Swiss TPH Awarded New Grant for Early Career Researchers

Electronic clinical decision support tools are designed to improve the quality o

Electronic clinical decision support tools are designed to improve the quality of care for sick infants in LMICs. (Photo: Swiss TPH)

The Botnar Research Centre for Child Health is supporting five new research projects within its new initiative, Postdoctoral Excellence Programme (PEP), which aims to foster the next generation of scientific leaders. One of the projects has been awarded to two researchers at Swiss TPH, Gillian Levine and Tracy Glass, who will conduct work on an electronic clinical decision support tool for young infants for the next three years.

The Botnar Research Centre for Child Health (BRCCH) has announced five new research projects around the topic of child health within their Postdoctoral Excellence Programme (PEP). One of these projects has been awarded to Swiss TPH, with the aim to enhance and test an electronic clinical decision support tool for young infants in lowand middle-income countries (LMICs). "The aim of the tool is to improve the quality of care for sick young infants in LMICs," said Tracy Glass, group leader at Swiss TPH. "The tool could have a big impact on the well-being of this extremely vulnerable and understudied group. We will evaluate the effectiveness of this tool to improve the quality of care and therefore the clinical outcomes of young infants in five LMICs."

Electronic Clinical Decision Support Algorithms

Almost half of all deaths in children in the first five years of life occur in the neonatal and early infant period. Electronic Clinical Decision Support Algorithms (eCDSAs) can help guide health workers in appropriate and evidence-based patient evaluation and management, and have the potential to make an immense benefit in improving clinical care for young infants.

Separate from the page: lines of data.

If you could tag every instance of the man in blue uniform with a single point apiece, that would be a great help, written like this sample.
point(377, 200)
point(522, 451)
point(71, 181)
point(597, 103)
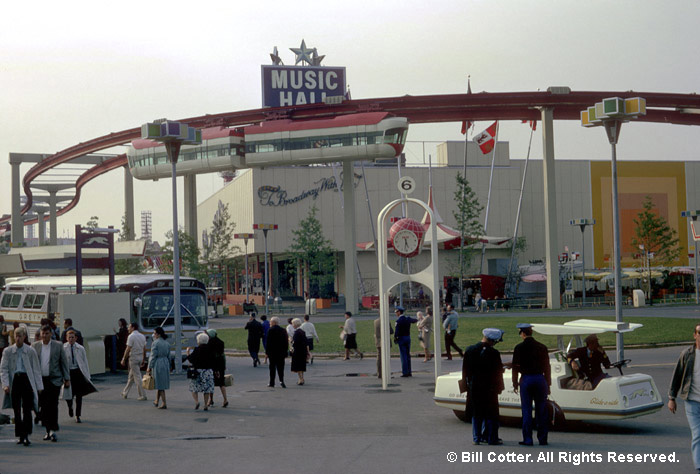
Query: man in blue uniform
point(402, 336)
point(531, 361)
point(482, 368)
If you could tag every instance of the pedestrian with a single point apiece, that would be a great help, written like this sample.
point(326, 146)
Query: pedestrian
point(217, 348)
point(135, 354)
point(277, 350)
point(482, 369)
point(122, 335)
point(159, 366)
point(531, 360)
point(300, 350)
point(266, 327)
point(451, 324)
point(68, 324)
point(402, 336)
point(202, 362)
point(378, 343)
point(686, 385)
point(350, 330)
point(20, 377)
point(80, 384)
point(310, 332)
point(255, 334)
point(425, 329)
point(4, 334)
point(54, 373)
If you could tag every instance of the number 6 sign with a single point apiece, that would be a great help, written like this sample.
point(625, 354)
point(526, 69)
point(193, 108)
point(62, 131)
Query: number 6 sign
point(406, 185)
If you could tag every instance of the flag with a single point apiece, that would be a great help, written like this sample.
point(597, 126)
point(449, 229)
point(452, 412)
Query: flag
point(533, 124)
point(487, 139)
point(467, 124)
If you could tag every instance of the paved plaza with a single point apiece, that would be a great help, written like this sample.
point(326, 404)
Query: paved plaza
point(340, 421)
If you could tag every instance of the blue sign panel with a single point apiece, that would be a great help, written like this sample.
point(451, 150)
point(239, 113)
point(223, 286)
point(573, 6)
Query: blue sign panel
point(298, 85)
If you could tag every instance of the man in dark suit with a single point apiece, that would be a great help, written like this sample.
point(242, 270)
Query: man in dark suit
point(277, 350)
point(54, 373)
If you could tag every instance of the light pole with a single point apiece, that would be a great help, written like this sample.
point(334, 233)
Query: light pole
point(265, 228)
point(173, 135)
point(245, 238)
point(693, 215)
point(582, 223)
point(612, 113)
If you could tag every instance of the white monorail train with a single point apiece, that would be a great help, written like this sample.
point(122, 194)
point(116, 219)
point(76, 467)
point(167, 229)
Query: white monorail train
point(29, 300)
point(363, 136)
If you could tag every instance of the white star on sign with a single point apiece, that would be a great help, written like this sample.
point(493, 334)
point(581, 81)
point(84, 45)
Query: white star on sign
point(302, 53)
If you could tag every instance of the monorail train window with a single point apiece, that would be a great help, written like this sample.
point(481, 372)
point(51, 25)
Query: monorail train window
point(11, 300)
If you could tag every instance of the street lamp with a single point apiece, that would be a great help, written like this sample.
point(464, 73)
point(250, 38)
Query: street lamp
point(582, 223)
point(693, 215)
point(265, 228)
point(173, 135)
point(245, 238)
point(612, 113)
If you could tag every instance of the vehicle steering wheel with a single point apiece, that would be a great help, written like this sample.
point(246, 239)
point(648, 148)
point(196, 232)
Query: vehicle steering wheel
point(620, 363)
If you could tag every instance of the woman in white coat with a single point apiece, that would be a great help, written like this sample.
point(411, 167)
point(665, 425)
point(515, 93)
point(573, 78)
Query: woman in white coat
point(20, 376)
point(79, 375)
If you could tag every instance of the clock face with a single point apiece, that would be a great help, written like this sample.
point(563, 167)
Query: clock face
point(405, 242)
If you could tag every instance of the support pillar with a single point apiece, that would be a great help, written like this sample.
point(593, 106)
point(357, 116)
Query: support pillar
point(351, 295)
point(17, 222)
point(550, 209)
point(129, 204)
point(191, 205)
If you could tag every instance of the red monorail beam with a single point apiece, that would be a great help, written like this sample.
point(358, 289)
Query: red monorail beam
point(418, 109)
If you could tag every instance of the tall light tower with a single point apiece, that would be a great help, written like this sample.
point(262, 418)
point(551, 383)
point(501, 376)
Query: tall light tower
point(265, 228)
point(692, 218)
point(173, 135)
point(245, 238)
point(582, 223)
point(612, 113)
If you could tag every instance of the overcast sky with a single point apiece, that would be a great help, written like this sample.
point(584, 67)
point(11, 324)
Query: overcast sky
point(72, 71)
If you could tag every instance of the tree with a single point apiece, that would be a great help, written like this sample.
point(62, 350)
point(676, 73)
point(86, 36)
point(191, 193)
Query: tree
point(315, 253)
point(658, 241)
point(467, 215)
point(218, 242)
point(189, 256)
point(129, 266)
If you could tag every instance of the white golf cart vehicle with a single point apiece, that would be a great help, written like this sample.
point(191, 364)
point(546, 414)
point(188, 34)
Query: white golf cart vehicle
point(615, 398)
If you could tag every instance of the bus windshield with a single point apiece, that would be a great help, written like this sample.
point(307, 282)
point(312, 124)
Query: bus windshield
point(157, 305)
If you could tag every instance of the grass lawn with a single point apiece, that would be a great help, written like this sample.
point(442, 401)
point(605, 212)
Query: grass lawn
point(655, 331)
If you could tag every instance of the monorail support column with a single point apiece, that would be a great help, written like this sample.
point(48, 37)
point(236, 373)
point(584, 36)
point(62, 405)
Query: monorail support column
point(129, 204)
point(17, 223)
point(550, 210)
point(191, 205)
point(351, 296)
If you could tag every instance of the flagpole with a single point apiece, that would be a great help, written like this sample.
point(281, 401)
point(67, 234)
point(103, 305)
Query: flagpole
point(517, 215)
point(488, 200)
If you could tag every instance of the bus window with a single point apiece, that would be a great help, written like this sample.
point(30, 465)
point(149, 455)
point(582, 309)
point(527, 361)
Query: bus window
point(11, 300)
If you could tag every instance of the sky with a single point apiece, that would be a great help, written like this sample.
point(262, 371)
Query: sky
point(72, 71)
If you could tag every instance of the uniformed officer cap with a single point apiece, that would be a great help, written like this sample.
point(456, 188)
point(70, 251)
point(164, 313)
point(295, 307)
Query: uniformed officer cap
point(493, 334)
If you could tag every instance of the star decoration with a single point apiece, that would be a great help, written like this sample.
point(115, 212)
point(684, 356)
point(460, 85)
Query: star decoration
point(275, 57)
point(303, 54)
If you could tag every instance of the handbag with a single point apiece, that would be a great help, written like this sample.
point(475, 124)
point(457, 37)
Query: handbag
point(148, 382)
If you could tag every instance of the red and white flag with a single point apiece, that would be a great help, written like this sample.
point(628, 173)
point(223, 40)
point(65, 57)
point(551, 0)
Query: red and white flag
point(487, 139)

"This grant allows us to use machine-learning methods to enhance an electronic clinical decision support tool for young infants within an already existing project at Swiss TPH, "Tools for Integrated Management of Childhood Illness study (TIMCI)," said Gillian Levine, Postdoctoral fellow at Swiss TPH. "I’m looking forward to working with Tracy and benefiting from her group’s experience in order to further develop my analytical skills while contributing to the development and testing of an exciting technology that has the potential to improve clinical outcomes for sick young infants in low-resource settings."

Postdoctoral Excellence Programme

PEP aims to foster the next generation of scientific leaders who will pursue interdisciplinary research to address critical unmet needs and challenges in global paediatric health. Within PEP, researchers will implement highly translational and ambitious research proposals. Out of the 15 proposals submitted, five projects were selected for full funding with a combined budget exceeding CHF 5 million.